Ricardo abandonou o domínio papelpobre.blogspot.com, que hoje pertence a uma “nova direção”, sob o nome de Márcia Uósmith – que antes de rapidamente trocar o nome chamava-se Andy. Esperemos o desdobrar desta história, pode ser tanto seu fim como seu início. E que esta pista ajude no novo jogo de detetive que se inicia: até quando poderá este segredo ser mantido?

Em tempo: "Márcia Uósmith" começou a postar no papelpobre.blogspot.com que, assim como o Ricardo, sofreu retaliações logo nos primeiros posts e abandonou a árdua e impossível tarefa de perpetuar o estilo de Katylene. Resta-nos agora ver até quando se desenlaça essa história e saber que fazemos parte dela.

So now, what?

Esta noite eu tive um sonho. Não era bem assim que eu queria começar – mas, de fato, eu tive um sonho. Sonhei que ia ao Rio de Janeiro, procurando pela menina sem rosto que ainda é a Mariana, “baixinha complexada”. Depois de procurar sem sucesso no Posto 10 – Copacabana, point das travas – me dirigi até Brasília, em busca do Daniel, príncipe rabiscado e colorido a agulhadas. De certo nossa capital federal é plana, cinza, monótona e encontra-lo lá seria como encontrar algo que se busca e não se sabe o que é.
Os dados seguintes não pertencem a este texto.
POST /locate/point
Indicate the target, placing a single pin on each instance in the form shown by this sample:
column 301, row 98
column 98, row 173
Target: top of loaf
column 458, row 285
Sempre admirei as buscas, sobretudo as pessoais: Alice, Dorothy, Maria. E foi no Papel Pobre que encontrei um pajubá tão eloqüente quanto o meu, um humor tão sintonizado quanto o meu e lembrei-me da época em que estive em Recife, cujas companhias eram... travestis amantes do rock. Como estudante de psicologia vejo que fazer as pessoas rirem é muito mais difícil do que faze-las chorarem e, como estudante de ciências sociais, é notória a força de mobilização que o blog aqui homenageado alcançou: um perfeito fenômeno psico-antropo-sociológico. Hoje estou procurando pelo Daniel e faço deste blog não só uma homenagem mas minha “yellow brick road” para que eu possa chegar até lá.